Happy Tuesday! It has been a while since I have been here in this space, and I am truly sorry about that. There has been many changes to life lately, all these calling for my time and attention.
However, I am here again and this time I am coming to you with a series on prayer, like I promised. And the first thing we are going to look at is struggling with prayer and choosing to pray.
If you are here only for the link-up, just scroll down. Have a blessed day!
Struggling with Prayer
If there is one thing I struggle with in my walk with the Lord, it is prayer. I have my routines for Bible reading (always with my breakfast). I love going to church so that one is easy. But prayer? That one I struggle with, and I have struggled for many years now.
The other morning, I was thinking about prayer. How I know I need to pray more, and the shame that lingers over the days I don’t pray as much as I think I should. But honestly, the struggle to get to the point of praying tends to be quite a big one for me. It is so much easier to just close my Bible and move on with my day. Or to take my phone and browse something for a few minutes. Even when I feel the Lord prompting my heart to pray.
So I knew God was speaking to me when I read these words in my devotions the other morning. There, Oswald Chambers writes,
“Prayer is an effort of will. After we have entered our secret place and have shut the door, the most difficult thing to do is to pray; we cannot get our minds into working order, and the first thing that conflicts is wandering thoughts. The great battle in private prayer is the overcoming of mental wool-gathering. We have to discipline our minds and concentrate on wilful prayer.”
This, I recognize, is my battle: mental wool-gathering. There are a thousand things on my mind, and I know I need to pray. But my thoughts wander and the space for praying seems to disappear quickly. Then shame takes over, those relentless whispers that turn my mind into a battleground. I give up before I even began.
Choose to Pray
Lately I am realizing the struggles of being a human. I am a saint; but not an extraordinary one. I am a saint; but I am also a human. So I struggle because that is what we humans do. My selfish nature and sinful flesh do not help here. But in the end, this just reminds me that I am human and only God is God.

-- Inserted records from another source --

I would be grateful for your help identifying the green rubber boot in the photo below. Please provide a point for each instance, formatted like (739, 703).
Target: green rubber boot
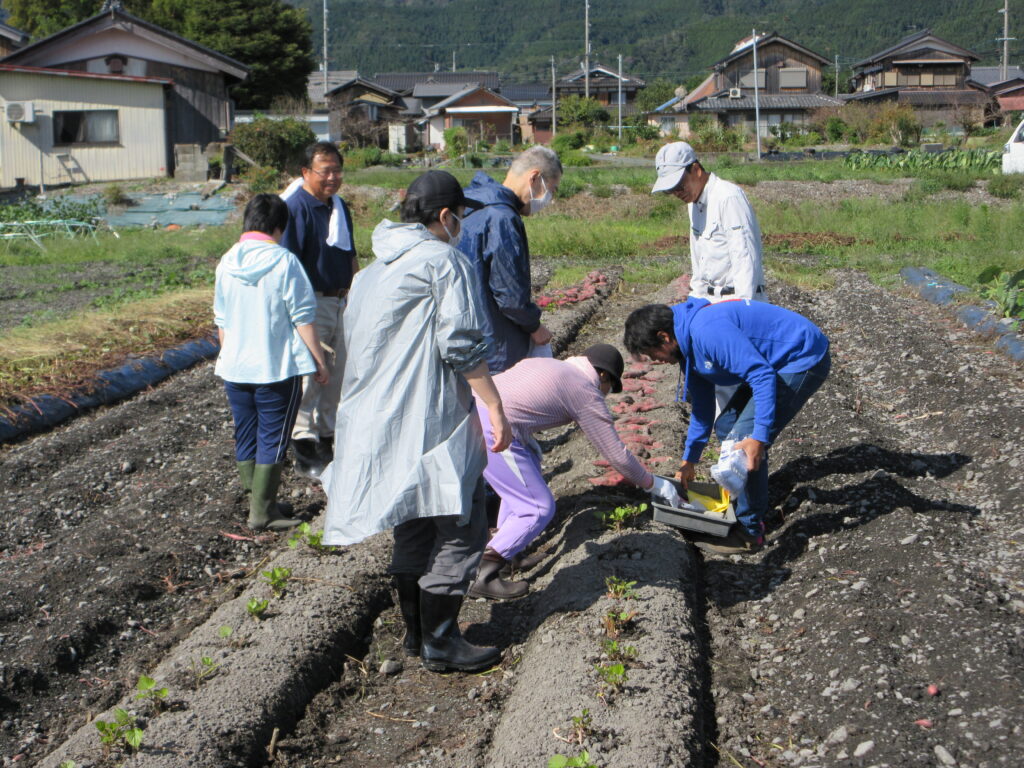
(246, 473)
(263, 512)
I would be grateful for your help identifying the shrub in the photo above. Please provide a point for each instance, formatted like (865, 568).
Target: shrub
(260, 179)
(570, 139)
(278, 143)
(456, 141)
(1008, 186)
(574, 160)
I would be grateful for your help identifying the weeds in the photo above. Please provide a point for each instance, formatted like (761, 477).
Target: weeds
(278, 579)
(617, 622)
(616, 652)
(620, 517)
(1005, 290)
(148, 692)
(312, 539)
(580, 761)
(612, 678)
(620, 588)
(203, 671)
(257, 607)
(121, 733)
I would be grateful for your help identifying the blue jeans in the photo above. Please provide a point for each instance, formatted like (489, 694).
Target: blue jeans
(263, 417)
(736, 423)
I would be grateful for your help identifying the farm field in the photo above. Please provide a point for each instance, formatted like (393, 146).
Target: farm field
(894, 561)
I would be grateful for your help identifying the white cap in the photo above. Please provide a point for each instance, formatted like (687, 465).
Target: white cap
(672, 162)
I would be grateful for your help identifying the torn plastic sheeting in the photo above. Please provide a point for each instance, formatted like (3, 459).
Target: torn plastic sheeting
(48, 411)
(938, 290)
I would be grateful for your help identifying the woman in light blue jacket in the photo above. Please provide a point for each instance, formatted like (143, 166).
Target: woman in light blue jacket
(264, 309)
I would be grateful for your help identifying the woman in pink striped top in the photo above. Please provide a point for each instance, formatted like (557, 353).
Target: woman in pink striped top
(540, 393)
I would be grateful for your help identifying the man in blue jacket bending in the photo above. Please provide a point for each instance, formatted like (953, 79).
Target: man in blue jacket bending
(496, 239)
(780, 356)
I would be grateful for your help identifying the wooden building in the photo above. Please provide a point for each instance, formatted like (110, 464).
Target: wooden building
(115, 42)
(62, 127)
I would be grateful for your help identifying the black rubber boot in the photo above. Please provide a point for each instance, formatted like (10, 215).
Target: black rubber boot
(443, 646)
(409, 603)
(489, 584)
(263, 512)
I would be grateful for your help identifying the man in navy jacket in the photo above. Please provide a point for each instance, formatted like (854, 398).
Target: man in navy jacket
(780, 356)
(495, 239)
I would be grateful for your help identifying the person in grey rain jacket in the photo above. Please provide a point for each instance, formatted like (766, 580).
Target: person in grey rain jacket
(496, 239)
(264, 309)
(408, 428)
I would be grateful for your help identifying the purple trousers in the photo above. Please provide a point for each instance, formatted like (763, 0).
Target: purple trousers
(527, 504)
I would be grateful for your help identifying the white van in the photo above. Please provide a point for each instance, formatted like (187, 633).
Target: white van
(1013, 152)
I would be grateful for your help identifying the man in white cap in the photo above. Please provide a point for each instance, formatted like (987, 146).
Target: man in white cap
(725, 238)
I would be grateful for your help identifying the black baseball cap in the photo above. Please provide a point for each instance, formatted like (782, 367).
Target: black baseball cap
(435, 189)
(606, 357)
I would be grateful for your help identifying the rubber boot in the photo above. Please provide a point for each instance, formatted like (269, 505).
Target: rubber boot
(409, 603)
(246, 470)
(246, 474)
(263, 512)
(443, 646)
(489, 584)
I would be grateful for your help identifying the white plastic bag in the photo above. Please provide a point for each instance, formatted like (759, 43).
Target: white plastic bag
(730, 470)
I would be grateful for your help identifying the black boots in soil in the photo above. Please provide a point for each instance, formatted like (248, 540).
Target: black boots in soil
(489, 584)
(409, 604)
(443, 647)
(264, 512)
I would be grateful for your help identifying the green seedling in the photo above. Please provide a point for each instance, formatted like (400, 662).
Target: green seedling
(278, 579)
(620, 517)
(613, 677)
(203, 671)
(257, 607)
(617, 622)
(312, 539)
(121, 733)
(620, 588)
(620, 652)
(147, 691)
(580, 761)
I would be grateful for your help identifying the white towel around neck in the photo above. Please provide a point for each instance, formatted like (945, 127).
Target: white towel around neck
(337, 230)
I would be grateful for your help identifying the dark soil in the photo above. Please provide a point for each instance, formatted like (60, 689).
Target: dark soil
(893, 564)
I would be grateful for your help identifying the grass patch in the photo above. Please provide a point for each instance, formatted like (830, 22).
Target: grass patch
(60, 356)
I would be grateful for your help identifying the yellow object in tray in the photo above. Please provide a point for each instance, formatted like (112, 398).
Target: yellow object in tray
(711, 506)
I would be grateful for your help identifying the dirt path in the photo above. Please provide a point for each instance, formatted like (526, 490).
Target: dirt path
(897, 566)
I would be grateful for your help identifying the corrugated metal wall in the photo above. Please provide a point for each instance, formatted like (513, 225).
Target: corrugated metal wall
(25, 147)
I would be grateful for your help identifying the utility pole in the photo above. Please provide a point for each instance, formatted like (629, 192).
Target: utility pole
(620, 99)
(1005, 67)
(757, 101)
(586, 54)
(554, 111)
(325, 50)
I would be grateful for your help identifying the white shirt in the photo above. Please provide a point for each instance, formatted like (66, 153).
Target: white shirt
(725, 244)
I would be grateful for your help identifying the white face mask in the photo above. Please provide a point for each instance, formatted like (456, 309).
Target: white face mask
(539, 204)
(453, 239)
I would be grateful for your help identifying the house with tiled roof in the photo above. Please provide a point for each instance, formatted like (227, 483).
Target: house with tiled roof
(787, 81)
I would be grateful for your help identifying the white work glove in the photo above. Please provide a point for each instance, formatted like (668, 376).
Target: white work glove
(666, 491)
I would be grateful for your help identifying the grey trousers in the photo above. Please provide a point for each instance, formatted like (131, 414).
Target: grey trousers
(442, 553)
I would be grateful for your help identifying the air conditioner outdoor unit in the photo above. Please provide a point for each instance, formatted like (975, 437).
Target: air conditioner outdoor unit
(20, 112)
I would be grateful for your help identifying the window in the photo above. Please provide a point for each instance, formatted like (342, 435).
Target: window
(86, 127)
(795, 77)
(747, 81)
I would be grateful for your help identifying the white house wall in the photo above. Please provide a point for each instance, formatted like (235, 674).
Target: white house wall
(25, 147)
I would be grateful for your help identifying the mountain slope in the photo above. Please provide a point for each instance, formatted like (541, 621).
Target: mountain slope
(657, 38)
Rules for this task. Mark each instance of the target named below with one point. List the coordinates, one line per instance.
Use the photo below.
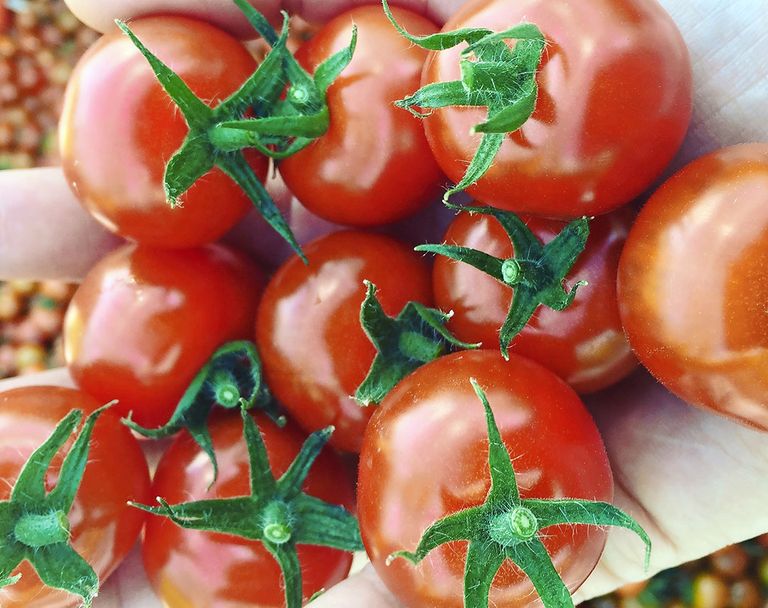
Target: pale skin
(694, 480)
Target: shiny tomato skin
(308, 331)
(374, 165)
(145, 320)
(119, 128)
(692, 288)
(425, 455)
(614, 105)
(583, 344)
(194, 569)
(104, 527)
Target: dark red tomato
(119, 128)
(585, 343)
(308, 331)
(425, 456)
(145, 320)
(104, 527)
(614, 105)
(692, 287)
(194, 569)
(374, 165)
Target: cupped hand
(694, 480)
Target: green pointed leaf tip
(537, 275)
(34, 524)
(276, 513)
(509, 527)
(403, 343)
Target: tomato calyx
(536, 272)
(508, 527)
(493, 76)
(416, 336)
(232, 378)
(34, 524)
(277, 513)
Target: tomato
(692, 288)
(314, 351)
(614, 104)
(104, 528)
(425, 455)
(583, 344)
(119, 128)
(190, 568)
(373, 166)
(144, 321)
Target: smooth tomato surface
(425, 456)
(692, 288)
(194, 569)
(104, 527)
(374, 165)
(614, 104)
(119, 128)
(144, 321)
(308, 331)
(583, 344)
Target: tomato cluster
(483, 460)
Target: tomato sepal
(507, 527)
(34, 525)
(277, 513)
(232, 378)
(536, 271)
(417, 335)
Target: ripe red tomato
(119, 129)
(425, 456)
(692, 288)
(583, 344)
(204, 569)
(614, 104)
(145, 320)
(104, 528)
(308, 331)
(373, 166)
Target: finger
(44, 232)
(693, 479)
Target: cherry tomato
(425, 456)
(104, 528)
(308, 331)
(145, 320)
(583, 344)
(119, 129)
(189, 568)
(373, 166)
(614, 104)
(692, 288)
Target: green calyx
(537, 271)
(277, 513)
(508, 527)
(493, 76)
(232, 378)
(33, 523)
(403, 343)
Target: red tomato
(425, 456)
(104, 528)
(373, 166)
(692, 288)
(189, 568)
(145, 320)
(614, 104)
(119, 129)
(308, 331)
(583, 344)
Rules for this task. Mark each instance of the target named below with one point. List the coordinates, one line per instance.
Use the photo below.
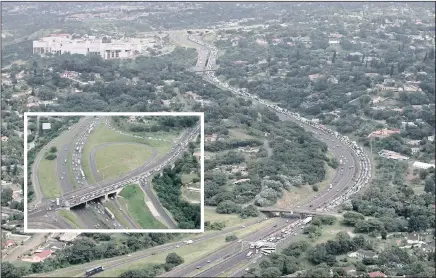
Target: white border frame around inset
(141, 114)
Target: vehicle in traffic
(93, 271)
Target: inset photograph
(103, 172)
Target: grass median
(118, 159)
(102, 135)
(190, 253)
(139, 211)
(70, 217)
(47, 178)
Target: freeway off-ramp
(240, 257)
(90, 192)
(341, 183)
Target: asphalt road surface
(158, 206)
(341, 180)
(225, 255)
(41, 211)
(140, 255)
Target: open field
(48, 178)
(299, 194)
(118, 215)
(70, 217)
(190, 253)
(78, 270)
(137, 208)
(124, 127)
(100, 136)
(115, 160)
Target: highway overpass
(301, 212)
(114, 186)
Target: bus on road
(93, 271)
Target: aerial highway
(87, 192)
(119, 261)
(352, 174)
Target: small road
(35, 241)
(119, 261)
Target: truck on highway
(93, 271)
(307, 220)
(108, 212)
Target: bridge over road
(298, 211)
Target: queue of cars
(364, 173)
(74, 200)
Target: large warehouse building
(107, 49)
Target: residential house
(414, 142)
(46, 126)
(316, 76)
(197, 155)
(70, 74)
(68, 236)
(422, 165)
(241, 180)
(363, 254)
(211, 138)
(411, 88)
(334, 42)
(333, 80)
(408, 124)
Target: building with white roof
(115, 49)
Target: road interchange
(327, 201)
(355, 172)
(44, 211)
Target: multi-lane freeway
(352, 173)
(349, 179)
(85, 192)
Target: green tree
(173, 258)
(231, 238)
(50, 156)
(6, 196)
(270, 272)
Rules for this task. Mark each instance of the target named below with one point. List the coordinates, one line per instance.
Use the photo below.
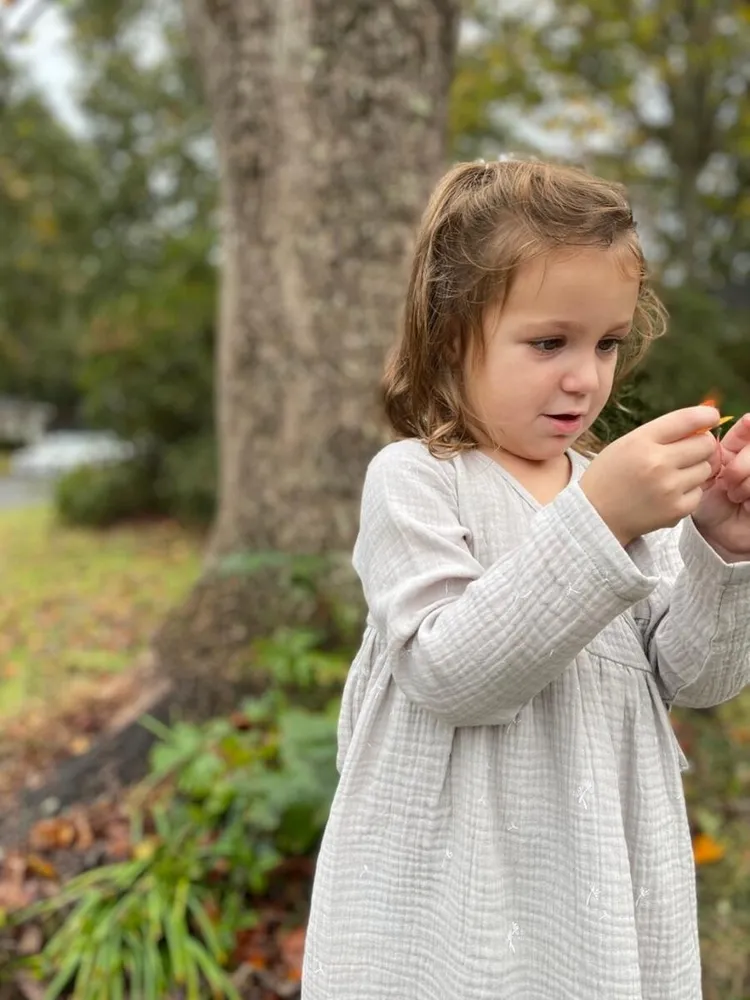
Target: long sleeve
(469, 644)
(698, 631)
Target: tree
(329, 124)
(46, 179)
(656, 95)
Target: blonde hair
(482, 222)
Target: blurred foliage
(225, 806)
(100, 496)
(77, 603)
(657, 96)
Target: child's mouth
(566, 423)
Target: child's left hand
(723, 517)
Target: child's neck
(542, 479)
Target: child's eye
(548, 345)
(609, 345)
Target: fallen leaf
(292, 947)
(38, 866)
(52, 834)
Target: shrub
(99, 496)
(186, 483)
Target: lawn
(76, 602)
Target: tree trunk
(330, 119)
(330, 122)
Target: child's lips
(566, 423)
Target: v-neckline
(575, 471)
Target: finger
(679, 424)
(736, 467)
(694, 449)
(737, 437)
(739, 493)
(696, 477)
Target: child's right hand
(654, 476)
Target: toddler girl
(510, 821)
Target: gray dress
(510, 821)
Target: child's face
(551, 350)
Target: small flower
(706, 850)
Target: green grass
(73, 602)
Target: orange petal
(706, 850)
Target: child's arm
(698, 635)
(473, 645)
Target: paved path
(16, 492)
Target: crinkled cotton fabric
(510, 821)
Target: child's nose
(582, 378)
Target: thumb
(737, 438)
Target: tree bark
(330, 125)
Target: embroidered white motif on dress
(512, 933)
(581, 793)
(643, 892)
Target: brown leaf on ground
(292, 946)
(52, 834)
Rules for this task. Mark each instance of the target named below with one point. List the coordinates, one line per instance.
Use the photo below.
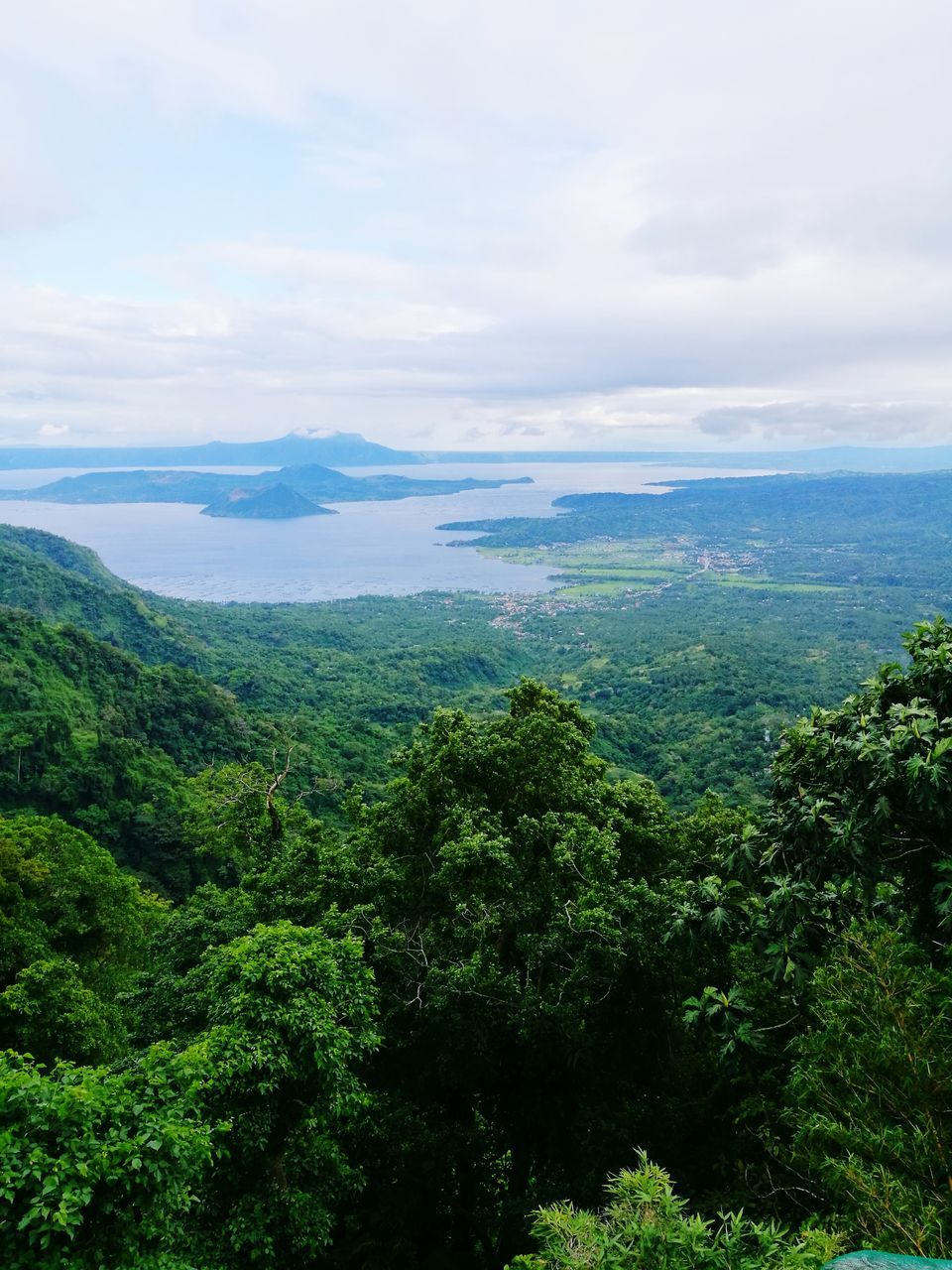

But like with all other battles, this can be turned into a lesson of discipline. As saints, we are disciples of Jesus (and, of course, His friends as well). Discipline isn’t easy; but it is possible. We need to discipline our minds to take all the thoughts captive. To establish a habit of prayer, and then concentrating on that with all the strength that we have.
Some days, I confess, that is not a lot of strength. But those days even the short moments, the short prayers will do. It is better than doing nothing, after all.
So in the end, it is a matter of actually choosing to pray. To take the time, whether one minute, five minutes or even twenty minutes — and committing that time to prayer. On the days when my thoughts wander and time slips through my hands, I extend grace to myself. And I ask for the Lord’s forgiveness. On the days when I actually can focus longer, I raise my prayers to heaven with thanksgiving. It is His grace, after all.